Vietnam's Most Potent Pen
by Larry Green
Source: Chicago Daily News, 1973
NGUYEN HAI CHI is barely audible when he talks, but he screams in anger, irony, bitterness, sarcasm when he draws.
He signs his name “Cap” or “Choe”, which means “the quark of a duck” or ”the squeak of a mouse” in Vietnamese. What he says every day on front pages of three of Vietnam’s most widely read newspapers, however, is more accurately described as “the roar of a lion”.
He is shy, almost embarrassed to discuss his art.
“I think that I am reckless in doing some of the things that I do, since I do not have a voice, a say in the events of my time, and since I must express my feelings, I use my pen,” he says.
THAT IS NOT a very safe thing to do in Vietnam. Chi, adapting an old Vietnamese expression, says “being a journalist is as dangerous as touching the testicle of a horse.”
Free press expression is rigidly controlled by a government “press code” which amounts to censorship. Still, chi’s skillful, intricate drawings often say things writing journalists are prevented from saying.
Nothing about Chi indicates he should be his country’s most potent editorial voice.

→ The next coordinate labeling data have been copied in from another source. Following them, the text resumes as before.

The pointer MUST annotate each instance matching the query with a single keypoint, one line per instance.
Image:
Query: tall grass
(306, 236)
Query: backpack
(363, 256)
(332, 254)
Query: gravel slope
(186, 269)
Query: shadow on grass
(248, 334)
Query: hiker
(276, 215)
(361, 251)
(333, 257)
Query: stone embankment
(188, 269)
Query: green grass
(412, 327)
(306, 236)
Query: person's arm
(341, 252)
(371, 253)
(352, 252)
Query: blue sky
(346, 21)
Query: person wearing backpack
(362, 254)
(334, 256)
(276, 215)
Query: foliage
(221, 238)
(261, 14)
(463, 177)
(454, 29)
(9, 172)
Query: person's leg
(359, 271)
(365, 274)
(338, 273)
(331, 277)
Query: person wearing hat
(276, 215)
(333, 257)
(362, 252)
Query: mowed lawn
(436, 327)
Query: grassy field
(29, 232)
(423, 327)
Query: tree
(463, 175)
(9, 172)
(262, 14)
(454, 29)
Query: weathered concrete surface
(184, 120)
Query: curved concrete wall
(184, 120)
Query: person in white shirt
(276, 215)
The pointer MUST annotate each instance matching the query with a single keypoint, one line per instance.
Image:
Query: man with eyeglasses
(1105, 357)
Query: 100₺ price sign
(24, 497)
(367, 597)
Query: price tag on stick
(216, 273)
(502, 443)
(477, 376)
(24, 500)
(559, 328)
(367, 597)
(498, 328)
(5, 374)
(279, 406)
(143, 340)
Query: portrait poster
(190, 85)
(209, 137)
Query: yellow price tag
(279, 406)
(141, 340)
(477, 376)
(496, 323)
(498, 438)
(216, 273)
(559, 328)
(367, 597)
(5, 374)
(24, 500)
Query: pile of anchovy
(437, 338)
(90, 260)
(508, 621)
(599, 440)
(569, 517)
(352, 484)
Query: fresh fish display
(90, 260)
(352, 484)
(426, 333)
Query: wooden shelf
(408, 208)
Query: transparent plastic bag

The product of a Mekong Delta peasant family, he had only four years of school, quitting at 9 to help his family live by selling cookies and ice cream.
He knew nothing about domestic or international affairs until he was drafted and moved to Saigon nine years ago.
A SELF-TAUGHT artist, Chi, 29, is now an avid reader of almost everything printed in Vietnamese – the only language he knows.
His drawings run the range from simple line illustrations to complex scatological renderings of world figures, particularly President Nixon, Henry A. Kisinger and North Vietnam’s Le Duc Tho.
Occasionally his work has been barred as being too obscene.
“World and domestic events affect me strongly,” he said. “Because I lived among the poor, I find corruption very tragic. It is like living in a family with a greedy person: He takes everything from the others.
“Because I have lived in a constant state of war, there is also a strong bitterness inside.”
CHI, MARRED and the father of three, began drawing at 5 (“as soon as I could hold a pen”) and has tried his hand at poetry and short stories.
The three papers – Song Than, Hoa Binh and Dai Dan Toc – give him a free hand each day to say what he wants. Daily he produces a different illustration for each.
“O think I have more freedom than writers,” he said, “because I can hide what I’m saying. I can often be more ambiguous.”